(Tribune) Afrique – Politique : Bamako tombe… et nous, avec?

De Innocent PATO

Sous les cieux d’Afrique, une nouvelle tragédie se déploie : l’éventualité, sinistrement tangible, de la chute de Bamako aux mains des factions djihadistes. Une perspective qui, transcendant les frontières maliennes, ébranle les fondements de toute une région. Devant ce péril, le mutisme assourdissant de la CEDEAO, conjugué aux annonces d’une défaite « imminente » de la capitale, suscite une profonde inquiétude et soulève de lourdes interrogations.

La crise a franchi un seuil critique lorsque les intégristes ont imposé un blocus sur les approvisionnements en carburant, asphyxiant les centres urbains, au premier rang desquels Bamako. Leur méthode est d’une brutalité saisissante : chauffeurs de citernes sommairement exécutés, convois incendiés, cargaisons réduites en cendres. Une scénographie macabre, propre à éveiller les plus inertes des consciences. Paradoxe accablant, la réaction de la communauté internationale se cantonne à une prudente retraite : plusieurs puissances occidentales ont sommé leurs ressortissants d’évacuer la capitale sans délai. Un message à peine subliminal : « L’édifice flambe. Nous nous retirons. Débrouillez-vous seuls. »

Dans le même temps, la CEDEAO — que le Mali, le Burkina Faso et le Niger viennent de quitter — se renferme dans un silence suspect, une inertie où certains croient discerner une satisfaction mal dissimulée. Si tel est le calcul, il est non seulement périlleux, mais il relève d’une funeste erreur stratégique. L’Union africaine, quant à elle, brille par son absence, se tenant à bonne distance de l’idéal de solidarité qui devrait animer l’institution continentale.

Il semble opportun de rappeler que le drame malien n’a rien d’une affaire locale. La partie qui se joue à Bamako est un virus politico-sécuritaire, au potentiel de contagion incontrôlable pour toute la sous-région. Détourner le regard équivaut à une abdication. Et demain, chacun devra assumer sa part de responsabilité dans l’expansion de ce fléau.
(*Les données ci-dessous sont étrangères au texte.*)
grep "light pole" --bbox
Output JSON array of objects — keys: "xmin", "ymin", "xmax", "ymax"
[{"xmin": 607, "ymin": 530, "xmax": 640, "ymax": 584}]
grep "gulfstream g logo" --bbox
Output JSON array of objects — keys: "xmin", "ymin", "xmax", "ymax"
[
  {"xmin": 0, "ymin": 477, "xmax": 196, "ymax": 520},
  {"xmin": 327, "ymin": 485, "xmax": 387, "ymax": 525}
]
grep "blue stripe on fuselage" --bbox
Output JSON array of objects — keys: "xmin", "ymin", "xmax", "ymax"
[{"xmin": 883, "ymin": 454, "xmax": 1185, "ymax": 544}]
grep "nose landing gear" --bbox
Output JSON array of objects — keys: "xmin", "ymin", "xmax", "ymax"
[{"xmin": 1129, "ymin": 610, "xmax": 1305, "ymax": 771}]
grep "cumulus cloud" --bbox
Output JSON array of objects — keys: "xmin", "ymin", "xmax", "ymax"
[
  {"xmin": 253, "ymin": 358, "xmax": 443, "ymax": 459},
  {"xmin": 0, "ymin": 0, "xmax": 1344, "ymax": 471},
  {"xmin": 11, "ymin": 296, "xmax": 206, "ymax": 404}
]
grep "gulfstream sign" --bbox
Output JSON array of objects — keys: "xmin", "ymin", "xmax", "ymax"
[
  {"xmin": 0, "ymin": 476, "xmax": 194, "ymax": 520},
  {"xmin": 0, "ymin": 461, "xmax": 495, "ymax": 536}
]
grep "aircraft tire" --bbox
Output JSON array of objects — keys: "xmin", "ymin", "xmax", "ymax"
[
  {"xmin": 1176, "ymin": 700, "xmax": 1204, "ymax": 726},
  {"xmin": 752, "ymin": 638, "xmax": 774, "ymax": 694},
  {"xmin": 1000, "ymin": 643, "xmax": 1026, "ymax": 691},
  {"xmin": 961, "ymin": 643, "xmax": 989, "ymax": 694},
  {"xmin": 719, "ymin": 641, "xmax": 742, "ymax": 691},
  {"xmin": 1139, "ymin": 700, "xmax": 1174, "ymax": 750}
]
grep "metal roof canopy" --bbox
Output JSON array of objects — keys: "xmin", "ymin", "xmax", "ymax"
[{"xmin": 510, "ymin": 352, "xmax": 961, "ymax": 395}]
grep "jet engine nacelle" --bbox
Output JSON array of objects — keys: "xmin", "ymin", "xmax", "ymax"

Le péril est identifié, il n’a rien d’une querelle politicienne. Dès lors, comment interpréter cette léthargie ? Qu’attend-on pour soutenir un peuple qui, depuis des années, courbe l’échine sous le joug de forces obscurantistes ?

Si Bamako venait à succomber, une certitude s’impose avec la force de l’évidence : l’onde de choc submergerait inéluctablement l’ensemble de l’espace CEDEAO.